Consider two loci that affect a trait. The genotypic value across both loci is

### G'' = G' + G

`\begin{align*}
& Var(G'') = Var(G'+G) \\
& \sigma_{G''}^2 = \sigma_{G'}^2 + \sigma_G^2 + 2\sigma_{G'G} \\
& \sigma_{G''}^2 = \sigma_{G'}^2 + \sigma_G^2 + 2E[(G' - \mu_{G'})(G - \mu_G)]
\end{align*}`

- #### When the loci are independent, the covariance term equals to zero.

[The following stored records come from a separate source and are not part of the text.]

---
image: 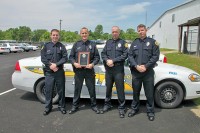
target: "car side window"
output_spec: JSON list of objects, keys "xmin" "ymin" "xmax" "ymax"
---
[
  {"xmin": 124, "ymin": 59, "xmax": 129, "ymax": 67},
  {"xmin": 67, "ymin": 49, "xmax": 71, "ymax": 63}
]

- #### When loci in LD, what do you think the covariance term will be?
  - i.e., positive or negative?

---

# Variance due to disequilibrium

`\begin{align*}
& \sigma_{G''}^2 = \sigma_{G'}^2 + \sigma_G^2 + 2E[(G' - \mu_{G'})(G - \mu_G)] \\
& \sigma_{G''}^2 = \sigma_{G'}^2 + \sigma_G^2 + 2E(G' - \mu_{G'}) \times E(G - \mu_G)
\end{align*}`

### Negative covariance
Two loci are linked in repulsion phase. => reduce the genetic variance.

### Positive covariance
Two loci are in coupling linkage, i.e., assortative mating.

---

# Variance due to GxE interaction

Here, we have two genotypes (or varieties) A and B, tested in two different locations.

---

# Variance due to GxE interaction

Often time, different genotypes react to different environments differently.

---

# Variance due to GxE interaction

In this case,

`\begin{align*}
& P = G + E + G \times E \\
\end{align*}`

--
Or,
`\begin{align*}
& P = G + E + I_{GE} \\
\end{align*}`
where `$I_{GE}$` is the __interaction effect__ between genotype and environment.

And the variance is,

`\begin{align*}
& \sigma_P^2 = \sigma^2_G + \sigma^2_E + 2Cov(G, E) + \sigma^2_{I_{GE}} \\
\end{align*}`

- The covariance between genetic and non-genetic effects is often zero except in special circumstances.

- The variance due to interaction between genotype and environment is considered a non-genetic variance and is typically pooled in with `$\sigma_E^2$`.